Налево горел Тюильри. С наступлением темноты коммунары подожгли дворец с двух концов – павильон Флоры и павильон Мареан; огонь быстро добрался до павильона Часов, в центре, где была заложена настоящая мина, – бочки пороха, собранные в зале Маршалов. Соседние строения извергали сквозь разбитые окна клубы бурого дыма, пронизанные длинными синими языками. Крыши загорались, трескались, зияя огненными щелями, разверзаясь, как вулканическая земля, под напором внутреннего жара. Но сильней всего, снизу доверху, пылал зажженный первым павильон Флоры. Керосин, которым облили паркет и стены, придавал пламени такую силу, что железные решетки балконов извивались, а высокие монументальные камины с большими лепными солнцами рушились, накалившись докрасна.
Направо уже почти семь часов горел дворец Почетного легиона, подожженный в пять часов вечера; он догорал огромным пламенем, словно костер, в котором весь хворост вспыхивает и сразу уничтожается. Дальше предстал Государственный совет – огромный пожар, чудовищней всех, страшней всех, гигантский каменный куб с двухэтажными портиками, извергающий пламя. Четыре здания, окружавшие большой внутренний двор, вспыхнули сразу, и керосин, вылитый целыми бочками на все четыре лестницы, на всех четырех углах, лился по ступеням адскими потоками огня. На фасаде, выходившем к реке, отчетливой линией вырисовывались почерневшие перила среди алых языков, лизавших их края, и колоннады, карнизы, фризы, лепные украшения, изваяния выступали необычайно выпукло при ослепительном отсвете этого пекла. Все сотрясалось: огонь бушевал с такой силой, что гигантское сооружение как будто приподнималось, дрожа и гремя до самого основания, и в этом яростном извержении, метавшем в небо цинковые листы крыши, уцелели только остовы толстых стен. Рядом весь угол казармы Орсэй горел высокой белой колонной, подобной башне света. А сзади еще пожары – семь домов на улице дю Бак, двадцать два дома на улице Лилль, пламя на пламени – заливали горизонт багровым безмерным морем.
Жан сдавленным голосом пробормотал:
– Да этого сам черт не придумает! Сейчас река загорится!

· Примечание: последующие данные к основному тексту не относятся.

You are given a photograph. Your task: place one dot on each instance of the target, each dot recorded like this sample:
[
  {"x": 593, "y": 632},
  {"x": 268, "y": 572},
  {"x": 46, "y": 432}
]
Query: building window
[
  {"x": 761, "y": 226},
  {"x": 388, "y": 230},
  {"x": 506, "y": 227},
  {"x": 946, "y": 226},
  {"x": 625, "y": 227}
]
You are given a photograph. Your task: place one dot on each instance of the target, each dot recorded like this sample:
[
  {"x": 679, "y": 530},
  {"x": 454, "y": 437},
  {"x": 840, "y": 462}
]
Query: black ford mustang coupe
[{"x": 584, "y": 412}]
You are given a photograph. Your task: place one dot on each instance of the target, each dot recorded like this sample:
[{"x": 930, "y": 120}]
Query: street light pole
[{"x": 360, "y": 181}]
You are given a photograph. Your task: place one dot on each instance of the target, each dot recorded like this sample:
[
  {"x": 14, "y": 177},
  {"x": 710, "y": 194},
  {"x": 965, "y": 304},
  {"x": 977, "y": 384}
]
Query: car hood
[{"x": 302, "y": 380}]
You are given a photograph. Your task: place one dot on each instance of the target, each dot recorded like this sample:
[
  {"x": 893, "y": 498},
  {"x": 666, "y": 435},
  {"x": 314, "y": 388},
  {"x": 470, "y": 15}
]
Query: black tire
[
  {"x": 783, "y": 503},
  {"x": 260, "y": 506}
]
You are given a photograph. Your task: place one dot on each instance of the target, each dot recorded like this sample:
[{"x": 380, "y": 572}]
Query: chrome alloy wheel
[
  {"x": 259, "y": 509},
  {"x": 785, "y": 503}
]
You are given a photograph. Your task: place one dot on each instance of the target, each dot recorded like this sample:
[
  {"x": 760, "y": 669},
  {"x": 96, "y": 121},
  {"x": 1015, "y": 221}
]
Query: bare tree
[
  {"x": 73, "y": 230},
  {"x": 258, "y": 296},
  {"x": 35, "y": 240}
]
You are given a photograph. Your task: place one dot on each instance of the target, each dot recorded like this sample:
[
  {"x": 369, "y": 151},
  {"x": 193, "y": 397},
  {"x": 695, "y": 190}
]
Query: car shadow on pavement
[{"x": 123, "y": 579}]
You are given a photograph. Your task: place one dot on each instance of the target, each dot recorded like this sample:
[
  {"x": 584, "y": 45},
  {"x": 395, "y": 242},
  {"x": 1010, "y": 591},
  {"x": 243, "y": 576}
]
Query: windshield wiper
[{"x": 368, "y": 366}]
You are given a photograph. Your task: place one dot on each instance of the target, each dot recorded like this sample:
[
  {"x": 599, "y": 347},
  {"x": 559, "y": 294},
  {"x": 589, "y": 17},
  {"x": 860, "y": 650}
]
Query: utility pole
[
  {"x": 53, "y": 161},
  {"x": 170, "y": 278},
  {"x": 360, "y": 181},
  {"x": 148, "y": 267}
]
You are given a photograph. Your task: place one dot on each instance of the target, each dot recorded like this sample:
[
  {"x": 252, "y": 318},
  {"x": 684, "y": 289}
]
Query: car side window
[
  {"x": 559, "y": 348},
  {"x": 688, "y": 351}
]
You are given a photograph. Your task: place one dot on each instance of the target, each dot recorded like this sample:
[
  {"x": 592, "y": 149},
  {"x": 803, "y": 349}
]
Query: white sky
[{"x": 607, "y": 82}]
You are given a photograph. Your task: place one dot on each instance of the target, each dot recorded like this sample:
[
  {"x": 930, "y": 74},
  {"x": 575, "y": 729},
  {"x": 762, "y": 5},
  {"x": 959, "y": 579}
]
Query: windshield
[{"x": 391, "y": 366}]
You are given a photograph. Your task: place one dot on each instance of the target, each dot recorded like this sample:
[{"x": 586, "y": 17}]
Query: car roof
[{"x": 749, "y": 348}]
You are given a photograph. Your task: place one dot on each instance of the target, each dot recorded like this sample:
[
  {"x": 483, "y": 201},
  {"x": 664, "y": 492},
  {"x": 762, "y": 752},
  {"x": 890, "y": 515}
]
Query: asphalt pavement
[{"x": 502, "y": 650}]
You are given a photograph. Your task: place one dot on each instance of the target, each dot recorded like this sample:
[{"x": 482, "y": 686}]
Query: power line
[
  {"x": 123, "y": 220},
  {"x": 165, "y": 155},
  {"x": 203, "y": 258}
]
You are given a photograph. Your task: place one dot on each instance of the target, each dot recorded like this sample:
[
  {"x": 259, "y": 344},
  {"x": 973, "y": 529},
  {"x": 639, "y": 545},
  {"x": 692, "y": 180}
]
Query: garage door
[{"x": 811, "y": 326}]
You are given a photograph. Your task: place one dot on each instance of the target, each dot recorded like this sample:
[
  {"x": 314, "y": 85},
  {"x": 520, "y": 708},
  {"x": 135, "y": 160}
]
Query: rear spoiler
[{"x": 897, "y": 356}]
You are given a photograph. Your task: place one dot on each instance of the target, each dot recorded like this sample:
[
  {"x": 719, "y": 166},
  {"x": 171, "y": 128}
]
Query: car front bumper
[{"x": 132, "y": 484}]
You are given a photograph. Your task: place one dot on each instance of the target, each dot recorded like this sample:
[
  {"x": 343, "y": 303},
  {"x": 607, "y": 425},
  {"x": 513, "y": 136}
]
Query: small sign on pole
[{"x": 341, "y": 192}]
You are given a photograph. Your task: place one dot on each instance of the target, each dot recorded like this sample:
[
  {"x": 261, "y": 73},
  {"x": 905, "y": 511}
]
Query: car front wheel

В самом деле, лодка, казалось, плыла по реке пышущего жара. В пляшущем отсвете огромных очагов огня Сена как будто катила раскаленные угли. По ней, среди шипящих желтых головешек, стремительно пробегали красные молнии. Жан и Морис все плыли и плыли вниз по течению этой зажженной реки, между пылающих дворцов, словно по бесконечной улице проклятого города, пламенеющего по обоим берегам потока расплавленной лавы.
– Так пусть же все сгорит, пусть все взорвется! – воскликнул Морис, опять охваченный безумием при виде этого желанного разрушения.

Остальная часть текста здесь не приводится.